Béatrice MOLLE-HARAN

Au-delà d’un jugement inique la nécessaire recherche de paix

Sur la foi des seuls témoignages de ces deux gardes civils et de leurs compagnes, huit jeunes gens ont été arrêtés et risquent entre 12 et 50 années de prison.

Béatrice Molle-Haran. © DR
Béatrice Molle-Haran. © DR

Le procès de huit jeunes d’Altsasu qui se déroule devant l’Audiencia nacional à Madrid accusés de délit de terrorisme suscite de nombreuses réactions. Rappel des faits : ces huit jeunes gens âges de moins de 24 ans sont accusés de s’être battus avec deux gardes civils, qui n’étaient pas en service, dans un pub d’Altsasu en fin de nuit, lors des fêtes de cette localité navarraise de 7 000 habitants. Bilan de la bagarre : une fracture de la cheville pour un garde civil.

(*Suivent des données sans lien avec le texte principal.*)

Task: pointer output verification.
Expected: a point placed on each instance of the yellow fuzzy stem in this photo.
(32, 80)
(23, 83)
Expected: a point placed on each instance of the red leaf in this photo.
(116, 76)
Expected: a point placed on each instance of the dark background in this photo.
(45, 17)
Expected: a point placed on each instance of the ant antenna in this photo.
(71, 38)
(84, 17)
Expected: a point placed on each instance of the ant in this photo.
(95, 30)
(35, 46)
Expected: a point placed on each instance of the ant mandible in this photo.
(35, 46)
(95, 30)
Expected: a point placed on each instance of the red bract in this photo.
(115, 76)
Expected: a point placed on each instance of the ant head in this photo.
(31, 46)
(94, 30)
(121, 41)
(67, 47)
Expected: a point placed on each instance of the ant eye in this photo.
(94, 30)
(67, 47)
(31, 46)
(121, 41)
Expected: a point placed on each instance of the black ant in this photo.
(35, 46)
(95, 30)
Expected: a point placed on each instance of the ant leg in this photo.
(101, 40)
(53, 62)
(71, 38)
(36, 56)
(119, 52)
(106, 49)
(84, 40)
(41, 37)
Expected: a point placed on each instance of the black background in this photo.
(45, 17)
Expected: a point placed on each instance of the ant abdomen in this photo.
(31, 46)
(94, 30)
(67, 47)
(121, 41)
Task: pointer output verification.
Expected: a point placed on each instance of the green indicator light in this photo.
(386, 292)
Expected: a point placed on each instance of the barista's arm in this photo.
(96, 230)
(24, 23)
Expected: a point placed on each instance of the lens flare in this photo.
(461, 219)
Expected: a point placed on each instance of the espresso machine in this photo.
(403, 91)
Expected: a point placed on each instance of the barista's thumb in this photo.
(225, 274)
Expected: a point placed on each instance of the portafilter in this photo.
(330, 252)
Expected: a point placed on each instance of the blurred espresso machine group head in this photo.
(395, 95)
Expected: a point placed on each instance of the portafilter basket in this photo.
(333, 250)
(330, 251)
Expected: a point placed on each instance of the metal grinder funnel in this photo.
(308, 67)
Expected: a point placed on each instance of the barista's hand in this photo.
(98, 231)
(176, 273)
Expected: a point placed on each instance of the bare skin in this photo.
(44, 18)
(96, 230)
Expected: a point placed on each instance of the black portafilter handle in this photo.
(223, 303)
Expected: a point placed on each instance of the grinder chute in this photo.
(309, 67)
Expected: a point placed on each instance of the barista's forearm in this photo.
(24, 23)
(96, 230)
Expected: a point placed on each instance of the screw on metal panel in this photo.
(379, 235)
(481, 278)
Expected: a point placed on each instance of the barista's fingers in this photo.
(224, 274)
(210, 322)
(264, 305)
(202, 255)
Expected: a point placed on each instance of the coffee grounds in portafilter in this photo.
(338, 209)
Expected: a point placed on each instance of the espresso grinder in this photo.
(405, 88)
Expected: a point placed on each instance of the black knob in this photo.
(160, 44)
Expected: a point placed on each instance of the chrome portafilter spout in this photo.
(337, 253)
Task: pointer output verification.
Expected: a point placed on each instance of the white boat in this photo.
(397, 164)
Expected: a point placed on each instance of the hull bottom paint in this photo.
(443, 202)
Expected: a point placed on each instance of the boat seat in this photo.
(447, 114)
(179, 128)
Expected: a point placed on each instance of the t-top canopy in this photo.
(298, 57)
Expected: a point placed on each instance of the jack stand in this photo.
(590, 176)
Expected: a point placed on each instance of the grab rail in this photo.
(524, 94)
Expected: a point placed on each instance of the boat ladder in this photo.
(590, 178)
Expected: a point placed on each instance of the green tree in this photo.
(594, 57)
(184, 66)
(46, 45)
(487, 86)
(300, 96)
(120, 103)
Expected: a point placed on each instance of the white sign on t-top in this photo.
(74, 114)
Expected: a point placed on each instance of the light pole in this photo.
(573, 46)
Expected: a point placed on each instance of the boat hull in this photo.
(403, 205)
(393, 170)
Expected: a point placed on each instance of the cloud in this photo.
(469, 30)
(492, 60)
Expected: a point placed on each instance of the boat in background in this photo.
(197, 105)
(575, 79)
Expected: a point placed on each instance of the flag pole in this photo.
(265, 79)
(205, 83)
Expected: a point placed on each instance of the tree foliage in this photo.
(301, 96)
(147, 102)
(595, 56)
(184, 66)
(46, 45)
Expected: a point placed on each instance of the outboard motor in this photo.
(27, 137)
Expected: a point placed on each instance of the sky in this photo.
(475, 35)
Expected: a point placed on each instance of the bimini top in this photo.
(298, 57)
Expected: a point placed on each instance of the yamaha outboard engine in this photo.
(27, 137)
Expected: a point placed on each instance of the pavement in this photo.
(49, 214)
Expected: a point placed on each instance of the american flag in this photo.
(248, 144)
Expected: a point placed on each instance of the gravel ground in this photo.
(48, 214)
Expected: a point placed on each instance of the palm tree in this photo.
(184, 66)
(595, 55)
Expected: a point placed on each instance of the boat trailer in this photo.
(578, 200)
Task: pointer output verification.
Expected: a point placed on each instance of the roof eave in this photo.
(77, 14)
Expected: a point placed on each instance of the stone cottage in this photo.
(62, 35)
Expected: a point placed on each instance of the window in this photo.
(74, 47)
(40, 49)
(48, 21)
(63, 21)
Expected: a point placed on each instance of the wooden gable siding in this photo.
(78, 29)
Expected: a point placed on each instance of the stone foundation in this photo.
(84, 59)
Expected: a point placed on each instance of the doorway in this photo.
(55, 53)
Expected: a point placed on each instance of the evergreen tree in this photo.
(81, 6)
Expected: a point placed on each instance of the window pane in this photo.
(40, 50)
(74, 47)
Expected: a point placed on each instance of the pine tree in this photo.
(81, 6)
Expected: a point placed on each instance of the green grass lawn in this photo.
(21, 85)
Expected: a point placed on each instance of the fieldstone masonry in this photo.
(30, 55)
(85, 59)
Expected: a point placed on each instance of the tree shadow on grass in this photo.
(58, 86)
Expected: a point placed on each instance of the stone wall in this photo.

Sur la foi des seuls témoignages de ces deux gardes civils et de leurs compagnes, huit jeunes gens ont été arrêtés et risquent entre 12 et 50 années de prison. Trois d’entre eux sont en prison préventive depuis plus de 500 jours. La polémique vient du fait que ces jeunes gens comparaissent pour délit de terrorisme et non pour des faits de droit commun, ce qui reste encore à prouver. 50 000 personnes ont manifesté à Iruñea le week-end dernier pour dénoncer cet état de fait. Le gouvernement de Navarre, la mairie d’Iruñea, l’ensemble des forces politiques sauf le PP et le PSN, les ex-lehendakari Ibarretxe et Garaikoetxea ainsi que le lehendakari Urkullu dénoncent la qualification de ces actes en délit de terrorisme, en apportant leur soutien pour certains aux policiers attaqués. Aucun témoignage ou preuve attestant de l’absence de certains jeunes accusés au moment des faits présentés par la défense n’a été accepté par le tribunal.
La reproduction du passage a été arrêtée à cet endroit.